Internationalisation

The Digital Humanities is a connector. Up until very recently it has failed to tap into global perspectives, with an emphasis on first world cultural history. This has relegated narratives from the global south, with the sundry effect of denying the relationships that exist at a global level.

Terrestrial pocket globe
Terrestrial pocket globe, Royal Museums Greenwich, CC-BY-NC-SA

 

By tackling questions of global import (often related to the grand challenges above), and by deploying open technical infrastructures and standards (for metadata, licensing, and via linked data), creating connections between the global objects of study in the humanities becomes much more feasible.

There is a softer side to this as well. The failure of the digital humanities to become truly global has practical roots; units in the global south can lack the finances, access to technology and general cultural to support DH. DH Centres can help in creating the alliances and sharing the infrastructures that would allow a global DH to blossom.

Scholarly Communication and Public Engagement

Inside and outside the academy, the humanities is undergoing a crisis.
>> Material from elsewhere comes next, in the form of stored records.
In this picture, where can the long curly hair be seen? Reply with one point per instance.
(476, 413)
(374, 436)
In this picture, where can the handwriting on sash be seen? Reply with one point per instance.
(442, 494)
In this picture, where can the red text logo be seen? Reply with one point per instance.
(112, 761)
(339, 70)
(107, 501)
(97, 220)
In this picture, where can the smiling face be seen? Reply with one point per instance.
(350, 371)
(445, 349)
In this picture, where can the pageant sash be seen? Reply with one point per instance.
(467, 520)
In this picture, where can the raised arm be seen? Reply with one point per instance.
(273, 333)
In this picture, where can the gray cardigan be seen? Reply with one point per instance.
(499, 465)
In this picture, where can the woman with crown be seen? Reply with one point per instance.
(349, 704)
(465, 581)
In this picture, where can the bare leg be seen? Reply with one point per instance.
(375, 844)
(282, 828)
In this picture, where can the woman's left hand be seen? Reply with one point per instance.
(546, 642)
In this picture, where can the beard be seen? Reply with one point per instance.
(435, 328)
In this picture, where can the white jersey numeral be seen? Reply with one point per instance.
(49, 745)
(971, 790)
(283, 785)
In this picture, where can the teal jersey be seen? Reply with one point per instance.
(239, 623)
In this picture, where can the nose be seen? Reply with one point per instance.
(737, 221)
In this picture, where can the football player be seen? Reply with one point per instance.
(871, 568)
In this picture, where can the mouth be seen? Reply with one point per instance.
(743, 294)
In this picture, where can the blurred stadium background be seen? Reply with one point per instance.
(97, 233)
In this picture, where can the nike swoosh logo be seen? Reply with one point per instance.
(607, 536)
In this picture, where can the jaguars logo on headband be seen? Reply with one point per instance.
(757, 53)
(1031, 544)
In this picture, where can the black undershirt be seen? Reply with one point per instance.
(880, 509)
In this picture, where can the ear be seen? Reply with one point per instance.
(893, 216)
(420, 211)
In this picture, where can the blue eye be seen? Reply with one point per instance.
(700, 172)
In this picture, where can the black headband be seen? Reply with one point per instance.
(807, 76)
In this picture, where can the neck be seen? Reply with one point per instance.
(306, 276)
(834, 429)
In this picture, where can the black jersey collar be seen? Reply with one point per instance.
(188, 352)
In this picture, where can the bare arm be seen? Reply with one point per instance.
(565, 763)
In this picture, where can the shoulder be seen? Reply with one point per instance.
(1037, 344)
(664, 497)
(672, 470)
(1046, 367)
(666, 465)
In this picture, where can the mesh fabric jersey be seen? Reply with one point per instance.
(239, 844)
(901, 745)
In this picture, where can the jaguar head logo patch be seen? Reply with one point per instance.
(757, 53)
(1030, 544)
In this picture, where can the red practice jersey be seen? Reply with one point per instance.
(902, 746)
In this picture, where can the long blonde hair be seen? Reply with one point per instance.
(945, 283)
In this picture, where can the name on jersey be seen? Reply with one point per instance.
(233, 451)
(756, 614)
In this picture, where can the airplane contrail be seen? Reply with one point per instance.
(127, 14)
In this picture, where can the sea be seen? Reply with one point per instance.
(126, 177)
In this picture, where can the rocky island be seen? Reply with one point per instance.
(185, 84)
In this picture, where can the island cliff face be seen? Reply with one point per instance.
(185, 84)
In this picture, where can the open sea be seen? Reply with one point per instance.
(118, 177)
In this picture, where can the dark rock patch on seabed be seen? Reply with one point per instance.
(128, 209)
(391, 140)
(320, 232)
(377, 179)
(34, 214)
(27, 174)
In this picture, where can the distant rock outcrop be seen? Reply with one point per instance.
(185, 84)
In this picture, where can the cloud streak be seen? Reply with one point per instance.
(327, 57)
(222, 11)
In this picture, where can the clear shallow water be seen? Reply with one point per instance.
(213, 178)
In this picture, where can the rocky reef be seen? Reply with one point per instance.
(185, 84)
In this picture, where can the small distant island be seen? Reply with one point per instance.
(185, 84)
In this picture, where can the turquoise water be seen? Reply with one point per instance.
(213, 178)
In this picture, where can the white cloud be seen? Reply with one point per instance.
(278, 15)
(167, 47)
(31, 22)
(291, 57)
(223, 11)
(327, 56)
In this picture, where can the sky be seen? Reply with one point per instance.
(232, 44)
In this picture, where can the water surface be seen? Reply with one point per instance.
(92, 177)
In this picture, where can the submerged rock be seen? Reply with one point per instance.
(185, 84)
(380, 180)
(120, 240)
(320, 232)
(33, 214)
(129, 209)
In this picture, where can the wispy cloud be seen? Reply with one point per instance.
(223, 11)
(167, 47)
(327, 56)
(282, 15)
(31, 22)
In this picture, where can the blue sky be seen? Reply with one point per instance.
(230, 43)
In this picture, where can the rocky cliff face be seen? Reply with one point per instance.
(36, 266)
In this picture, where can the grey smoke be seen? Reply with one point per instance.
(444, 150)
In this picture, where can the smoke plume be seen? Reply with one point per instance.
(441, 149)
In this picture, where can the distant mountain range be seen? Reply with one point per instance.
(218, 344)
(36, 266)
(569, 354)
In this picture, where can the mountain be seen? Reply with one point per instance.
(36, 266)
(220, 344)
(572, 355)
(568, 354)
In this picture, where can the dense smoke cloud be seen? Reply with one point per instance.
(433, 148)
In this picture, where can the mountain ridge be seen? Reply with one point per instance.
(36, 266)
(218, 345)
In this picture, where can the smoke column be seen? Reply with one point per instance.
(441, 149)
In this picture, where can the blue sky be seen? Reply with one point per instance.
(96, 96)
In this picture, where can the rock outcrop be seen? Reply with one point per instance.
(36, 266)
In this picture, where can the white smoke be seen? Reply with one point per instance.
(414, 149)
Public opinion is sometimes characterised by mistrust or disdain; government loathe the ambiguity, non-commercial and ideological aspects of the humanities. This has an obvious knock on effect in many ways – threatening student numbers and reducing government investment. The digital humanities can play a critical role in tackling this crisis.

Erasmus of Rotterdam
Erasmus of Rotterdam, Austrian National Library, Public Domain

This goes hand in hand with the changing landscape for scholarly communication. For the active DH centre, reconceptualising modes of scholarly communication is not an afterthought but an intrinsic part of examining how the humanities communicates amongst itself and with a wider public.

The adoption (and critical awareness) of new platforms for writing, visualisation, crowdsourcing, multimedia, and online resources themselves – allied to the reformed use of traditional outputs such as articles and monographs – can radically alter the humanists’ engagement with its audiences.

Any DH Centre must explore and build on these change, as well as tacking the grand international challenges of our time.